Ese ensueño en todo caso ha finalizado, sin duda, pero no la pujanza del sueño, que ahora procura otras ruletas. Viejos y nuevos croupiers hacen nuevos pases de la banca, porque el juego no debe cesar y faltan muchas Vegas antes de la realidad. El juego se redobla, pero el agotamiento a veces procede desde adentro del casino, por un influjo irresistible que obliga al jugador a separarse de la ruleta y quizás a escapar de la engañosa metrópolis de luces hacia el desierto. Si "la lucidez desierta no accede a la palabra", como sugería el verso de Armando Rojas Guardia, entonces, como sugería Martha Kornblith, "el perdedor se lo lleva todo".

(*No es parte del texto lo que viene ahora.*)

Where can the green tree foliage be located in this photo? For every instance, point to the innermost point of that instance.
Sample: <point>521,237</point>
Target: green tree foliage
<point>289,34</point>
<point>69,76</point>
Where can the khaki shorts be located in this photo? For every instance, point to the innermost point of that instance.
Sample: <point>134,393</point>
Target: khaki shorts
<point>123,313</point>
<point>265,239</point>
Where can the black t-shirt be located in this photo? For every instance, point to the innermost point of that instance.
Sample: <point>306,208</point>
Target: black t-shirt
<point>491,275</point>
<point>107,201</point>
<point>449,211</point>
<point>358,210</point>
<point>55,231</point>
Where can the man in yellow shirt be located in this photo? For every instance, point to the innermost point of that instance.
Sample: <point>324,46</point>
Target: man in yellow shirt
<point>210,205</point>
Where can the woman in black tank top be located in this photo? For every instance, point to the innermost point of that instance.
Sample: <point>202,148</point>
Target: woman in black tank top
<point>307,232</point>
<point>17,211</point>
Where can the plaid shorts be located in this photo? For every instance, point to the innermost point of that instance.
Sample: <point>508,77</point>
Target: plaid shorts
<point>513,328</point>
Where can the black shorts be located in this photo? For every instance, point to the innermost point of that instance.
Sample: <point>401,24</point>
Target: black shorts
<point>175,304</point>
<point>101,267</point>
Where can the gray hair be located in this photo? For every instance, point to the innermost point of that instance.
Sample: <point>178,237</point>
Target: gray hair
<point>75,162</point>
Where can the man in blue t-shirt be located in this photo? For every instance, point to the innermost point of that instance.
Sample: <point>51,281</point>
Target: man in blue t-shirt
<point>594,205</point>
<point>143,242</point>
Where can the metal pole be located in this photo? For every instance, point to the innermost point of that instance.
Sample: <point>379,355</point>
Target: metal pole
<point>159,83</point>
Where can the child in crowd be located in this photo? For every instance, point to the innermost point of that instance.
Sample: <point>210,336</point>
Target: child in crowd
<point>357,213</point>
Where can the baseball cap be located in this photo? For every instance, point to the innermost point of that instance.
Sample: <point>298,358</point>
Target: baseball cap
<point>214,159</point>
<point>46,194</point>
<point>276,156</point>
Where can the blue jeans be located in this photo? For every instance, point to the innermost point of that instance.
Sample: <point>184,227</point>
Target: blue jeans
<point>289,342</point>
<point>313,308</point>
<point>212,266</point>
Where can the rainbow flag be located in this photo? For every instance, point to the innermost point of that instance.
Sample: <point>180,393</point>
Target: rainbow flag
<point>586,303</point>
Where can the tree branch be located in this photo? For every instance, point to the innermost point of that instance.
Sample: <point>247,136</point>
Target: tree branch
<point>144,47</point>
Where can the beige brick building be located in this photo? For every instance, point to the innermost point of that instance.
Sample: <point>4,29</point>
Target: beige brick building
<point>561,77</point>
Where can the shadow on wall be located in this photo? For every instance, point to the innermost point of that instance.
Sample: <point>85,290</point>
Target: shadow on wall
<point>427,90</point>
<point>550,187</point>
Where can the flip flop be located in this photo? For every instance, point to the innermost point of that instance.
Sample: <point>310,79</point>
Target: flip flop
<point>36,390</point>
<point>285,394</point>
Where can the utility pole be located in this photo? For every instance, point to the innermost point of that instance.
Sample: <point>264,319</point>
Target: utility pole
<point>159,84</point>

Algunas novelas, como Las cenizas de Ángela, de Frank Mac Court, o algunos fragmentos de Paul Auster, o algunas exposiciones de desechos en Londres, o algunos cortos vanguardistas, dejan suponer a veces que el mundo desarrollado también se harta de las fichas y tiene nostalgia del hambre. Parece reclamar algo que poseía, una carencia cercana como en aquella novela, Hambre, de Knut Hamsun, cuando el hambre no era una expresionista imagen africana de la televisión, sino algo doloroso y todavía tangible para la sociedad europea. Alguna vez ese anhelo lo había adivinado Kafka, en su cuento "El artista del hambre", y ahora parece que la literatura la trae otra vez a la mesa. Posiblemente, saturados por la falta de sentido, por un carrusel circular de satisfacciones sin respuesta, haya aparecido por allá algún anhelo de falta, algún hambre del hambre. Los huecos siempre dan forma, y el hambre es una de las faltas más sencillas. En Europa hay quien la busca en los intersticios de los restos, o en los desechos, o en la basura enriquecida de agujeros y ausencias. Nosotros, en Venezuela, en cambio, podemos tener hambre de verdad, no ilusiones del hambre. Son nuestras las riquezas de la carencia genuina, y esas condiciones no hacen más que exaltar la mesa de juego. Hasta bien puede suceder que las Vegas se invierta, que retorne en negativo, como en aquella fastuosa Lotería de Babilonia que extendió el azar. Esa lotería había incorporado no solamente el premio, sino también el castigo, y los mínimos gestos de la vida eran también los de la suerte, de modo que desaparecía el accidente y lo fortuito, de manera que lo causal y lo casual se superponían y la norma era el azar. La anomia, la anarquía, lo contingente, tuvieron la forma institucionalizada de lo necesario. Si por lealtad literaria ese destino de dados fuese el nuestro, si eso estuviera ocurriendo alguna vez, nuevamente tendría razón Martha Kornblith: el perdedor se lo llevaría todo.